Accounts terminated prior to December 31, 2011 are not included. In addition, accounts that have not been verified as of January 30, 2012 have not been included. If such terminated and other accounts had been included, the performance information may have differed substantially from that shown. The performance information does not include funds or accounts that are not measured against a benchmark, any benchmark-based alternatives product, private equity products, CDOs, or liquidation accounts managed by BlackRock's FMA group.

Comparisons are based on gross-of-fee performance for U.S. retail, institutional and high net worth separate accounts and EMEA institutional separate accounts and net-of-fee performance for EMEA based retail products. The performance tracking information for institutional index accounts is based on gross-of-fee performance as of December 31, 2011, and includes all institutional accounts and all iShares funds globally using an index strategy.
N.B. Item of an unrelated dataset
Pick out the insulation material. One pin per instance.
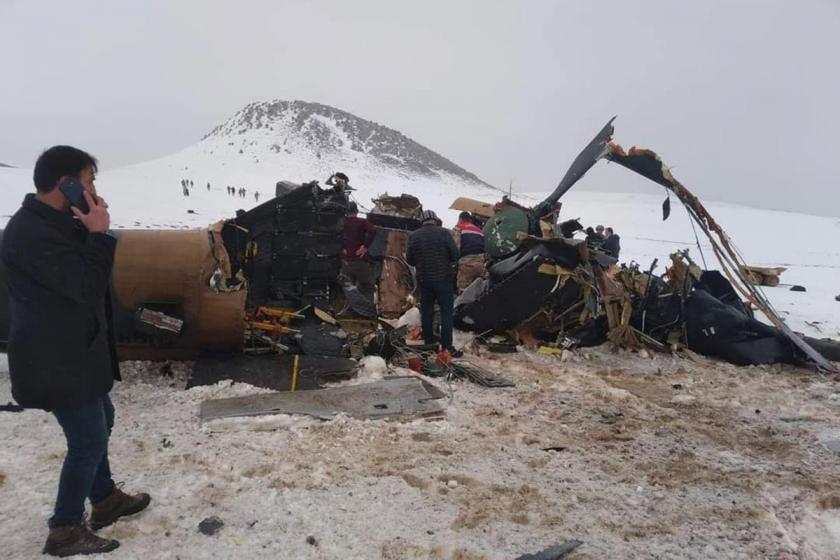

AUM information is based on AUM for each account or fund in the asset class shown without adjustment for overlapping management of the same account or fund as of December 31, 2011. The information reported may differ slightly from that reported previously due to the increased number of accounts that have been verified since the last performance disclosure. BlackRock does not consider these differences to be material.

The source of performance information and peer medians is BlackRock and is based in part on data from Lipper Inc. for U.S. funds and Morningstar, Inc. for non-U.S. funds. Fund performance reflects the reinvestment of dividends and distributions, but does not reflect sales charges. S&P 500® Index is a widely recognized, unmanaged index of common stock prices of industrial, utility, transportation and financial companies in U.S. markets.

Barclays Capital U.S. Aggregate Index is an unmanaged index considered representative of the U.S. investment-grade, fixed rate bond market.

Net New Business and Net Inflows

Unless stated otherwise, 2011 net new business and net inflows figures are before giving effect to a total of $28.3 billion in BGI merger-related outflows. These outflows reflect manager concentration considerations prior to third quarter 2011 and outflows from scientific active equity performance prior to second quarter 2011. BGI merger-related outflows totaled $121.0 billion in 2010 and $2.9 billion in 2009. Total merger-related outflows since the December 2009 BGI transaction represent less than 9% of acquired assets under management.

Market Share of U.S. Long-Term Mutual Fund Flows

Source: SimFund, as of December 31, 2011; Data is for U.S. long-term open-end mutual funds and excludes ETFs and funds of funds.

BlackRock Data Points

Debt ratings, AUM, ETPs offered, number of countries and employee data as of December 31, 2011. All other data reflect full-year 2011 results unless otherwise noted. BLK Total Return Performance vs. Peers - Source: SNL. Reflects full year 2011 results and assumes reinvestment of all dividends. Market-cap weighted peer average includes: BEN, IVZ, TROW, LM, AMG, FII, EV, WDR, JNS, CL MS, CN S, GBL and PZN.